Aku mengangkat bahu, lalu menjatuhkan bobot di kursi samping Mas Reza.

"Kita makan duluan saja kalau begitu."

Aku mengangguk. Segera aku pindahkan nasi ke piring Mas Reza dan piringku. Tidak lupa lauknya, karena tak enak jika makan hanya dengan nasi saja.

Derap langkah kaki menghentikan gerakan tangan kami. Sendok yang hampir masuk ke mulut kembali kuletakkan ke atas piring. Fokus mataku hanya satu, koper besar yang ada di tangan Mas Reno dan Mbak Risma. Apa mereka akan pergi dari rumah ini?

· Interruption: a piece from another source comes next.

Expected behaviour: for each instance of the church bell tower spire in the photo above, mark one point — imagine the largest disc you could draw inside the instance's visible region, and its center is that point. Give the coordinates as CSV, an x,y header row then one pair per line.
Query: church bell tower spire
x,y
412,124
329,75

"Kami mau pulang ke Salatiga, Za. Percuma di sini, kami sama sekali tidak dihargai."

Tidak dihargai bagaimana, Tejo? Bukankah kalian yang tidak memiliki tata krama dan sopan santun? Semut saja tidak diam saat diinjak, apalagi aku! Jelas akan melawan dengan seluruh kekuatan yang tersisa.

"Baiklah kalau kalian mau pulang sekarang. Aku dan Lili tidak bisa memaksa kalian untuk tetap tinggal, kan? Lagi pula ini sudah menjadi keputusan Mas dan Mbak, kan?"

Aku melongo saat mendengar jawaban Mas Reza. Mas Reza tidak sedang mimpi, kan? Tumben ucapannya sepaham dengan isi kepalaku.

"Kamu gak cegah kami, Za?" tanya Mas Reno.

"Buat apa, Mas? Kalian sudah besar, kan? Pasti sudah memikirkan matang sebelum mengambil keputusan. Kalau aku larang nanti Mas pikir aku tidak menghargai keputusan Mas Reno lagi."

Mas Reno diam kemudian melirik Mbak Risma. Dari gestur tubuhnya dapat kulihat mereka kebingungan. Rencana untuk menggertak Mas Reza gagal total. Emang enak?

"Ma, Niko lapar?" ucap Niko seraya menarik ujung kaos yang Mbak Risma kenakan.

"Diam, Niko!"

Anak kecil itu diam, dia menunduk meski sesekali melirik makanan yang tersaji di atas meja. Niko kelaparan setalah bangun kesiangan.

"Sarapan dulu sebelum berangkat ke Salatiga, Mbak."

"Gak perlu, Li. Kami masih kenyang."

Krucuuk ... Krucuuk ....

"Apa mau dibungkus, Mbak?" tanyaku seraya menahan tawa.